Is Driving High on Marijuana Safer Than Driving Drunk?

Posted April 20, 2012 in Driving & Motor Vehicles by

For decades, marijuana advocates have argued that pot has a significantly different effect on driving ability than alcohol. But if you take the word of one auto insurance company, stoned is actually the safest way to drive.

4AutoinsuranceQuote.org is making that case based on years’ worth of scientific studies, including some from the US National Highway Transportation Safety Administration that found motorists under the influence of marijuana tended to drive slower and have accident responsibility rates lower than those of drug-free drivers. But the company’s interpretation of the data doesn’t tell the whole story.

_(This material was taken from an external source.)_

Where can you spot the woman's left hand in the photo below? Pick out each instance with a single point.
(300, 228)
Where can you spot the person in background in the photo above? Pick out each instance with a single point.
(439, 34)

“There is evidence that cannabis causes changes in performance, and some of these changes may make you less likely to have an accident,” said Paul Armentano, Deputy Director of NORML, The National Organization for the Reform of Marijuana Laws. “For instance, you’re less likely to change lanes, so you’re less likely to have accidents occurring as a result of that. But that does not necessarily make you a safer driver. For instance, we see performance changes in braking latency, and there’s also some evidence of impairment of peripheral vision.”

Paul Armentano

Paul Armentano, Deputy Director of NORML

Though most of the studies cited by 4AutoinsuranceQuote.org suggest that marijuana’s impairing effects are minimal, other studies cast doubt on the safety of driving while high. Canadian researchers have recently concluded that smoking pot within three hours of driving nearly doubles the risk of a vehicle collision.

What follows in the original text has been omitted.